Orban findet Nische für Ungarn als Deutschlands Waffenschmiede
- Rheinmetall zieht in Westungarn drei neue Fabriken hoch
- Rechtspolitiker bremst Ukraine-Hilfe - Panzer baut er gerne
Viktor Orban hat sich zuletzt als Gegner von Waffenlieferungen an die Ukraine hervorgetan und Deutschland Kontra gegeben, als es darum ging, Panzer nach Kiew zu schicken. Doch zugleich findet der ungarische Rechtspolitiker nichts dabei, sich als verlängerte Werkbank der deutschen Rüstungsindustrie anzudienen, wenn sein Land dadurch von der jüngsten europäischen Wachstumsbranche profitiert. Morgens Berlin zu nerven und abends deutsche Waffenschmieden zu umgarnen, geht sich für den pannonischen Rechtsaußen locker aus.

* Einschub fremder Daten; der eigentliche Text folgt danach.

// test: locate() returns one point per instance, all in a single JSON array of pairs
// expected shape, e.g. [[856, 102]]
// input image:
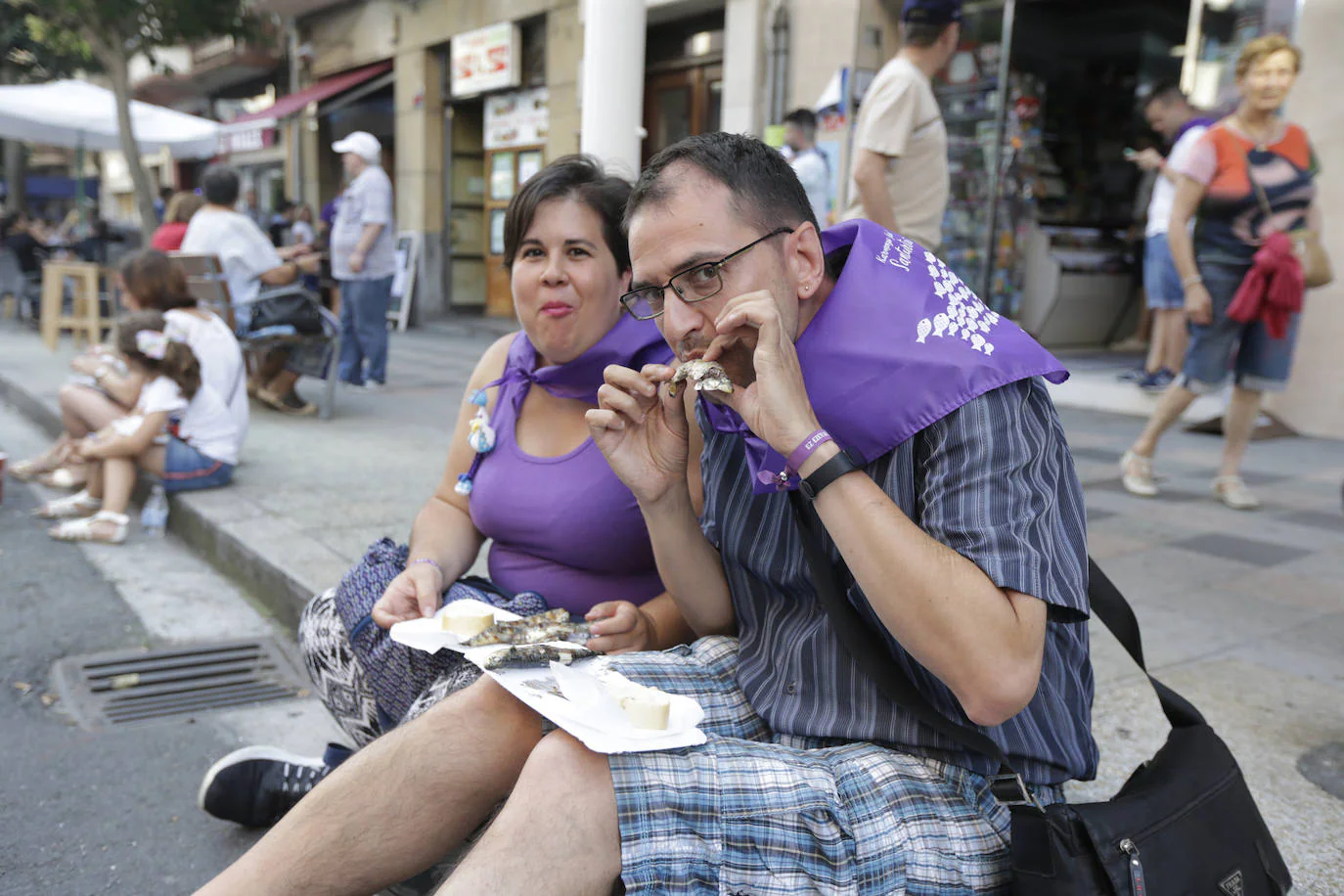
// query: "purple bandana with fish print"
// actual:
[[898, 344]]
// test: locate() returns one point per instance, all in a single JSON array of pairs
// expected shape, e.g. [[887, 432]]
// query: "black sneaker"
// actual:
[[1132, 375], [1156, 381], [255, 786]]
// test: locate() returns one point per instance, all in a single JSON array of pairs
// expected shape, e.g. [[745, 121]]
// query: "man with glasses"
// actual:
[[953, 504]]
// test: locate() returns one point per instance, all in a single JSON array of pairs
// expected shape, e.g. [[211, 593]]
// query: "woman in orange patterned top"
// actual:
[[1217, 191]]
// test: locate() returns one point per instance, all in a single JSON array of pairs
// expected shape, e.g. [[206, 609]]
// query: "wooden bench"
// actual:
[[85, 319], [208, 287]]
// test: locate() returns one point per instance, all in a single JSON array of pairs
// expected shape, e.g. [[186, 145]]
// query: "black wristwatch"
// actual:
[[827, 473]]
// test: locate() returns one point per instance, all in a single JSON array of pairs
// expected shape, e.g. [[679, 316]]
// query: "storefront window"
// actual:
[[1225, 27], [967, 94]]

So baut die Düsseldorfer Rheinmetall derzeit im westlichen Ungarn drei neue Fabriken zur Produktion von Panzern, Munition und Sprengstoff. Sie gehen zwar auf Aufträge zur Modernisierung des magyarischen Militärs zurück, die bereits vor dem russischen Einmarsch in der Ukraine erteilt wurden. Aber in der neuen geopolitischen Lage, die durch den Krieg entstanden ist, bilden sie auch den Grundstein für eine aufkeimende ungarische Verteidigungsindustrie, auf deren Exportpotenzial Orban große Hoffnungen setzt.